Il silenzio dispone all’ascolto come condizione di apertura e permette che ciò che si presenta come impasse o punto cieco dell’analista possa emergere, depositarsi, trasformarsi.

È nel silenzio che si produce lo spazio necessario affinché il materiale portato da uno possa toccare l’inconscio dell’altro, generando un movimento che nessuna pedagogia potrebbe provocare.

L’analista apprende così non una tecnica, ma una posizione: la posizione di chi deve lasciarsi sorprendere dall’inconscio, anche nel modo con cui gli altri ascoltano.

Proprio l’atto del silenzio è diventato, nella concezione popolare e purtroppo non solo, il bersaglio privilegiato dell’ironia sugli analisti.

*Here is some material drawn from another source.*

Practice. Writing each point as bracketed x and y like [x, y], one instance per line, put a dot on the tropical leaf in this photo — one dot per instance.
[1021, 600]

La caricatura nasce, oltre che da una possibile mal-pratica, dal fatto che dall’esterno il silenzio può sembrare inattivo, mentre dall’interno è esattamente l’opposto: è, e dovrebbe essere, un lavoro finissimo di sospensione del proprio sapere, un atto di sottrazione che permette al soggetto di incontrare ciò che non sa dire e al terapeuta di “pensare l’impensabile”, come diceva Nina Coltart.